In Exercises 109–114, find the x-intercept(s) of the graph of each equation. Use the x-intercepts to match the equation with its graph. The graphs are shown in [- 10, 10, 1] by [- 10, 10, 1] viewing rectangles and labeled (a) through (f). y = x^2 - 4x - 5

The x-intercept of a graph is the point where the graph intersects the x-axis. This occurs when the value of y is zero. To find the x-intercept(s) of an equation, you set y equal to zero and solve for x. In the context of the given equation, this means solving the quadratic equation x^2 - 4x - 5 = 0.

A quadratic equation is a polynomial equation of the form ax^2 + bx + c = 0, where a, b, and c are constants, and a is not zero. The solutions to a quadratic equation can be found using factoring, completing the square, or the quadratic formula.
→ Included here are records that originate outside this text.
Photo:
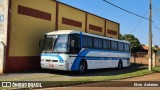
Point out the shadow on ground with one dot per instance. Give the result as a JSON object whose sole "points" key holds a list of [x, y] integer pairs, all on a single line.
{"points": [[95, 72]]}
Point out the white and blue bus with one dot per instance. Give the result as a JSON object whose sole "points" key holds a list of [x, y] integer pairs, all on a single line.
{"points": [[72, 50]]}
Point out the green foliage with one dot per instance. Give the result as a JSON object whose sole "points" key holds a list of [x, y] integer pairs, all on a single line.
{"points": [[135, 44]]}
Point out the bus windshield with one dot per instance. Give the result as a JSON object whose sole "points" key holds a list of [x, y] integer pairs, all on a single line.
{"points": [[56, 44]]}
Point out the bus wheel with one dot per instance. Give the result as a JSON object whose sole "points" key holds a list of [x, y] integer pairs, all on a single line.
{"points": [[120, 64], [82, 66]]}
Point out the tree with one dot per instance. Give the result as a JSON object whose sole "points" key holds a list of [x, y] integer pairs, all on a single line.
{"points": [[134, 42], [155, 49], [120, 36]]}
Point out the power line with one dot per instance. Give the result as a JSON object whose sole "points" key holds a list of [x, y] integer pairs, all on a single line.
{"points": [[125, 10], [138, 23], [131, 13]]}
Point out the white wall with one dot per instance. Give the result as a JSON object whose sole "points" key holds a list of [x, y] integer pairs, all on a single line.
{"points": [[3, 30]]}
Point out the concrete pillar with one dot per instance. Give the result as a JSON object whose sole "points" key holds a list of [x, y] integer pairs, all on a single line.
{"points": [[154, 59], [3, 31]]}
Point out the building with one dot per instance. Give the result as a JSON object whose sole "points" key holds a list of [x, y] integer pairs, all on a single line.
{"points": [[28, 20]]}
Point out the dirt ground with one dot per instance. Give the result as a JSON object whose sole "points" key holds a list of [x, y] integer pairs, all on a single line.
{"points": [[152, 78]]}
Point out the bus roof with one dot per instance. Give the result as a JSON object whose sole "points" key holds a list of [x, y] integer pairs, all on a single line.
{"points": [[88, 34]]}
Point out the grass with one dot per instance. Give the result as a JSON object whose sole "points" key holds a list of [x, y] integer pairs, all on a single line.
{"points": [[107, 77], [156, 69], [117, 77]]}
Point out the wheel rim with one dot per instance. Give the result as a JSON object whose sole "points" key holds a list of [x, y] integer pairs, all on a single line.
{"points": [[82, 68], [120, 65]]}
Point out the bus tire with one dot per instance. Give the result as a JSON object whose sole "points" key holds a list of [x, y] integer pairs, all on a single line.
{"points": [[82, 66], [120, 64]]}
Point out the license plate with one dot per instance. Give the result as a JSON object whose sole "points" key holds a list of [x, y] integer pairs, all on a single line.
{"points": [[51, 65]]}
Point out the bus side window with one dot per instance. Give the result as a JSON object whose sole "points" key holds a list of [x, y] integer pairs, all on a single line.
{"points": [[76, 42]]}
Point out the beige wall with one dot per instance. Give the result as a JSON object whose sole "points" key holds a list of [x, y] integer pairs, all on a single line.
{"points": [[96, 21], [26, 31], [112, 26]]}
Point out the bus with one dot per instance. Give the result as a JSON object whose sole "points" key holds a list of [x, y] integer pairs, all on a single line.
{"points": [[72, 50]]}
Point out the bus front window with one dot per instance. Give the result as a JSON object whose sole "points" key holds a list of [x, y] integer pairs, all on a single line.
{"points": [[48, 44], [61, 44]]}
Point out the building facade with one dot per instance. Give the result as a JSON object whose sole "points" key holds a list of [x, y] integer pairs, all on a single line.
{"points": [[29, 20]]}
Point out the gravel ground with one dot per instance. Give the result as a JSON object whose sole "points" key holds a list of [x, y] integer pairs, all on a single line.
{"points": [[51, 75]]}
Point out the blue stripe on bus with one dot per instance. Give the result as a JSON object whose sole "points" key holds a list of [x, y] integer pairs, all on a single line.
{"points": [[81, 39], [53, 55], [75, 65], [106, 58]]}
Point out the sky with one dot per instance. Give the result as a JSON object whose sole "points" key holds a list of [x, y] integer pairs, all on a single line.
{"points": [[129, 24]]}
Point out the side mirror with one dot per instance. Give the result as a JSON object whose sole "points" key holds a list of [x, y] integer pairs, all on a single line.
{"points": [[41, 43], [73, 43]]}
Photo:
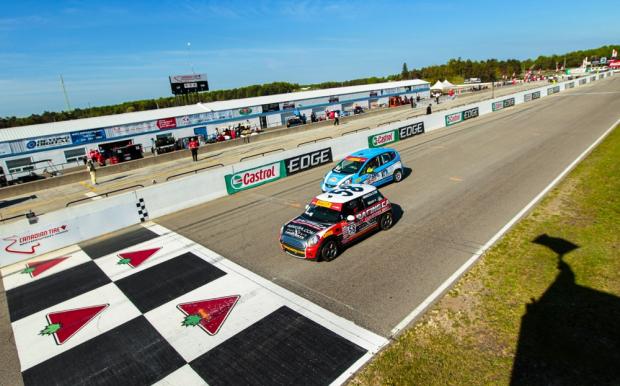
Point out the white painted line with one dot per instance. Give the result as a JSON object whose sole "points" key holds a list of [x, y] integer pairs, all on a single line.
{"points": [[93, 195], [456, 275]]}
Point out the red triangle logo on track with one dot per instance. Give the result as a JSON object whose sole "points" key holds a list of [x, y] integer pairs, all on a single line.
{"points": [[36, 268], [209, 314], [134, 259], [64, 324]]}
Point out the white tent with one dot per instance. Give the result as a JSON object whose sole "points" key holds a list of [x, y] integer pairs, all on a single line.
{"points": [[437, 86], [447, 85]]}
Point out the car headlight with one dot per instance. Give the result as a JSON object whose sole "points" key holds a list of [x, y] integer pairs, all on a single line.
{"points": [[312, 241]]}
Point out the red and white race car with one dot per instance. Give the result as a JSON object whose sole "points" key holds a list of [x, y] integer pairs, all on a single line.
{"points": [[334, 219]]}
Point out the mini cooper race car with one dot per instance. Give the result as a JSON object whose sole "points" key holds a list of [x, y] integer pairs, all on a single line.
{"points": [[334, 219], [369, 166]]}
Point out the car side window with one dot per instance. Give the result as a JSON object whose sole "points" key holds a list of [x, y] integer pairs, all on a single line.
{"points": [[373, 164], [351, 208], [372, 198], [386, 158]]}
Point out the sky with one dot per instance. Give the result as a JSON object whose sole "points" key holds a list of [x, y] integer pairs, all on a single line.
{"points": [[110, 52]]}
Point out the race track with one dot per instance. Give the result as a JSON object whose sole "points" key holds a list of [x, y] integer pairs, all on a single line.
{"points": [[467, 181]]}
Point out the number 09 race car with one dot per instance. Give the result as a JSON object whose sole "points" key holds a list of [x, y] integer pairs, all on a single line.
{"points": [[369, 166], [334, 219]]}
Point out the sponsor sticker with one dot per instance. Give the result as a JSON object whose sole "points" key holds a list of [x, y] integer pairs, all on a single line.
{"points": [[248, 179], [308, 161], [382, 139], [453, 118]]}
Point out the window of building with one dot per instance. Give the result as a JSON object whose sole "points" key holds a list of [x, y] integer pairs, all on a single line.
{"points": [[75, 154], [19, 165]]}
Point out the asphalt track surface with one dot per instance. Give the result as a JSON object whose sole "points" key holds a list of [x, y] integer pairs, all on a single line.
{"points": [[467, 181]]}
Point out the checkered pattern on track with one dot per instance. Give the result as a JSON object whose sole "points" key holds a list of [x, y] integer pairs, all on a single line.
{"points": [[152, 307]]}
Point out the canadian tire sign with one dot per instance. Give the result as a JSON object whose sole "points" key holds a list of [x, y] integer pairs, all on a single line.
{"points": [[252, 178]]}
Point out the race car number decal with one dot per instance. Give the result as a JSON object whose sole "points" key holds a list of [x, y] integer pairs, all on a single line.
{"points": [[348, 230], [347, 190]]}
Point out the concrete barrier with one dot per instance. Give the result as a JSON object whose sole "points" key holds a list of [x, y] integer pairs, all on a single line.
{"points": [[54, 230]]}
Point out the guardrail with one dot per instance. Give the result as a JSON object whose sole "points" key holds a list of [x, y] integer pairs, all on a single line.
{"points": [[72, 225], [354, 131], [106, 194], [313, 141], [17, 216], [195, 171], [261, 154]]}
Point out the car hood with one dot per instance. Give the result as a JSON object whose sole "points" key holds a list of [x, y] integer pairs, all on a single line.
{"points": [[334, 178], [302, 228]]}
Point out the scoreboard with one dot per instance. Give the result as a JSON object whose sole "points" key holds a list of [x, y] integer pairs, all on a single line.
{"points": [[186, 84]]}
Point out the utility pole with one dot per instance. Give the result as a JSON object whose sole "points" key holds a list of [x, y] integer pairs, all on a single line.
{"points": [[64, 90]]}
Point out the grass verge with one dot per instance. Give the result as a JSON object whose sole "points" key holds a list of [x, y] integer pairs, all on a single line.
{"points": [[541, 307]]}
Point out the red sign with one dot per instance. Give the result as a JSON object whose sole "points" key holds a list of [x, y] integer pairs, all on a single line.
{"points": [[209, 314], [64, 324], [166, 123], [36, 268], [134, 259]]}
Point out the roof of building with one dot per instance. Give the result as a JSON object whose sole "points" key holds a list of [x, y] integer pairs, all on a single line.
{"points": [[31, 131]]}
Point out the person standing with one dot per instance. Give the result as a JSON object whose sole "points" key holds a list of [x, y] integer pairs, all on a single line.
{"points": [[193, 147], [90, 167]]}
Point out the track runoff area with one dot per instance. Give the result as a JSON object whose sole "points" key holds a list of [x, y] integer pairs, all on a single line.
{"points": [[206, 295]]}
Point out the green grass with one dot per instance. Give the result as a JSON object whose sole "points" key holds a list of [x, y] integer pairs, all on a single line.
{"points": [[520, 315]]}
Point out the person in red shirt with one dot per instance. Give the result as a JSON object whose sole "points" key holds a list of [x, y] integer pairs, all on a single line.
{"points": [[193, 147]]}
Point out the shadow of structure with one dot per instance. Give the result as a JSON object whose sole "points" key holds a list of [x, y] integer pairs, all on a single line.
{"points": [[571, 335], [19, 200]]}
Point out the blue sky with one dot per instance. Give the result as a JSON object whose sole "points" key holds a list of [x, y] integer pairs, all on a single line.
{"points": [[114, 51]]}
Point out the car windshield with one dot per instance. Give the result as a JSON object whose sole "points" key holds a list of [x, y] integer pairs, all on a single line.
{"points": [[321, 214], [348, 166]]}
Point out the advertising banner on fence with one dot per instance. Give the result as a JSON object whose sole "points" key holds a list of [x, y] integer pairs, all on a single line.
{"points": [[308, 161], [87, 136], [396, 135], [453, 118], [166, 123], [503, 104], [382, 139], [47, 142], [470, 113], [252, 178]]}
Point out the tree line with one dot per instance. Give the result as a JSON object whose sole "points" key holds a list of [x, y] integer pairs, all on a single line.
{"points": [[456, 70]]}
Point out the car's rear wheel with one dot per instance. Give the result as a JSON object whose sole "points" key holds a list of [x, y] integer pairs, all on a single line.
{"points": [[329, 250], [386, 221], [398, 175]]}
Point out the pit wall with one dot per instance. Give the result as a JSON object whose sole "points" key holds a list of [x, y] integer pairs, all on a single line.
{"points": [[21, 240]]}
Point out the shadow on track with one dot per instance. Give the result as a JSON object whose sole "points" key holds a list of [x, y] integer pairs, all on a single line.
{"points": [[571, 335]]}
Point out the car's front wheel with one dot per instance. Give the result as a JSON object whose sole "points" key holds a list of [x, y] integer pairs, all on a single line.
{"points": [[329, 250], [398, 175], [386, 221]]}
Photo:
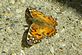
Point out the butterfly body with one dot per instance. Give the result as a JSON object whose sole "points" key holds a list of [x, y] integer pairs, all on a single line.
{"points": [[40, 26]]}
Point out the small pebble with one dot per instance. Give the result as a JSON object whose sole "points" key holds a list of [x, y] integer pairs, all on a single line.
{"points": [[18, 10]]}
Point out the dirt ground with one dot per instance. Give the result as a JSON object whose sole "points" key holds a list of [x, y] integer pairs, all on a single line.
{"points": [[67, 41]]}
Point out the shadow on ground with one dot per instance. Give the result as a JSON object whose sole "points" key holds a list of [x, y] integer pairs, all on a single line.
{"points": [[76, 4]]}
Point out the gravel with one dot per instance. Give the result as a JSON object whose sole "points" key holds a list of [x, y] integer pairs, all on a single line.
{"points": [[67, 41]]}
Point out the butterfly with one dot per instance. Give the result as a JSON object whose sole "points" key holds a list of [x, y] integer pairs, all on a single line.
{"points": [[39, 26]]}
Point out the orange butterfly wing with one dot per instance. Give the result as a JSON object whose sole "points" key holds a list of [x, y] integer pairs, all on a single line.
{"points": [[40, 26]]}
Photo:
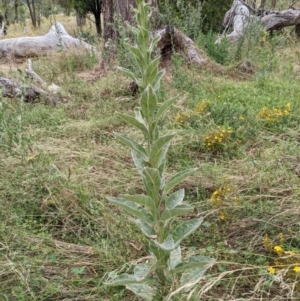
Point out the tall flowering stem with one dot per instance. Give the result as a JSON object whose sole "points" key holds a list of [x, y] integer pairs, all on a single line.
{"points": [[160, 205]]}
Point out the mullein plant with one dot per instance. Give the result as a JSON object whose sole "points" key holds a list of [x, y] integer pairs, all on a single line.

Understanding how to manipulate and solve these equations is essential for finding x-intercepts.

Graphing a quadratic function involves plotting a parabola, which can open upwards or downwards depending on the sign of the leading coefficient (a). The vertex, axis of symmetry, and x-intercepts are key features of the graph. Knowing how to identify these elements helps in matching the equation to its corresponding graph, as well as understanding the overall shape and behavior of the function.